Istana Garuda: Simbol Penyatuan 1.300 Suku Indonesia

IKN, inimalangraya.com,- Desainer utama Istana Garuda di Ibu Kota Nusantara (IKN), Nyoman Nuarta, berbicara tentang filosofi mendalam yang melandasi desain istana tersebut. Menurut Nyoman, esensi utama dari Istana Garuda adalah simbol penyatuan lebih dari 1.300 suku di Indonesia. Dengan memilih bentuk Garuda sebagai representasi bangunan, Nyoman berupaya merangkul keberagaman suku di Indonesia tanpa memicu kecemburuan antar daerah.
Garuda: Simbol yang Universal
Nyoman menjelaskan bahwa pemilihan Garuda sebagai ide dasar desain didasari oleh pengenalannya yang luas di seluruh Indonesia. Mengingat Indonesia memiliki keragaman budaya yang sangat kaya, Nyoman merasa bahwa memilih satu identitas suku sebagai representasi istana akan kurang adil dan bisa menimbulkan kecemburuan.
“Saya memilih Garuda karena semua suku di Indonesia sudah mengenalnya. Tidak mungkin semua identitas suku terserap dalam satu bangunan,” ujar Nyoman, Minggu (11/8).
Dengan lebih dari 1.300 suku yang memiliki budaya khas masing-masing, Nyoman menekankan pentingnya pilihan desain yang bisa diterima semua pihak.
Nyoman menjelaskan bahwa bentuk Garuda menjadi solusi yang adil untuk menghindari kecemburuan antar suku.
“Untuk menghindari kecemburuan, saya menghindari penggunaan identitas salah satu suku dalam membangun Istana. Pilihan Garuda sebagai ide dasar adalah solusi yang adil,” tambahnya.
Garuda, sebagai lambang negara, sudah sangat dikenal oleh semua suku di Indonesia. Konsep ini dipilih untuk memperkuat rasa persatuan dalam desain Istana Garuda di IKN. Nyoman juga menekankan bahwa Lambang Garuda Pancasila diciptakan oleh Sultan Hamid II yang berasal dari Kalimantan, menepis anggapan bahwa Garuda berasal dari budaya Hindu.

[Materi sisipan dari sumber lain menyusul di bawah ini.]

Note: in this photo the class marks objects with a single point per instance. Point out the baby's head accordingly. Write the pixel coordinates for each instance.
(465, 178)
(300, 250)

Nyoman menanggapi kritik yang muncul dari kalangan arsitek yang kalah dalam kompetisi desain.
“Tidak ada satu pun dari ribuan suku yang memprotes pilihan desain ini. Yang protes justru dari kalangan arsitek yang kalah berkompetisi. Ini adalah hasil dari kompetisi desain, dan konsep saya bertujuan untuk mencegah perpecahan akibat desain yang tidak tepat,” jelas Nyoman.
Persepsi dan Warna Istana Garuda
Menanggapi kesan mistis yang mungkin muncul terkait desain Istana Garuda, Nyoman mempersilakan setiap orang untuk memiliki persepsi masing-masing, yang menurutnya dipengaruhi oleh latar belakang dan pengalaman pribadi mereka.
Ia juga menjelaskan tentang warna Istana Garuda, di mana bagian muka yang berwarna kuningan akan mengalami perubahan secara perlahan menjadi hijau kebiruan, proses yang dikenal dengan nama patina. Sementara itu, struktur bilah yang terbuat dari baja tahan cuaca akan berubah dari kemerahan menjadi gelap dalam waktu 1-2 tahun.
“Garuda tampak gagah dengan kepala yang menengok ke depan. Terserah bagaimana orang menafsirkannya,” tutup Nyoman.
Dengan filosofi mendalam dan pemikiran yang matang, Nyoman Nuarta berharap Istana Garuda dapat menjadi simbol persatuan yang kuat bagi seluruh rakyat Indonesia.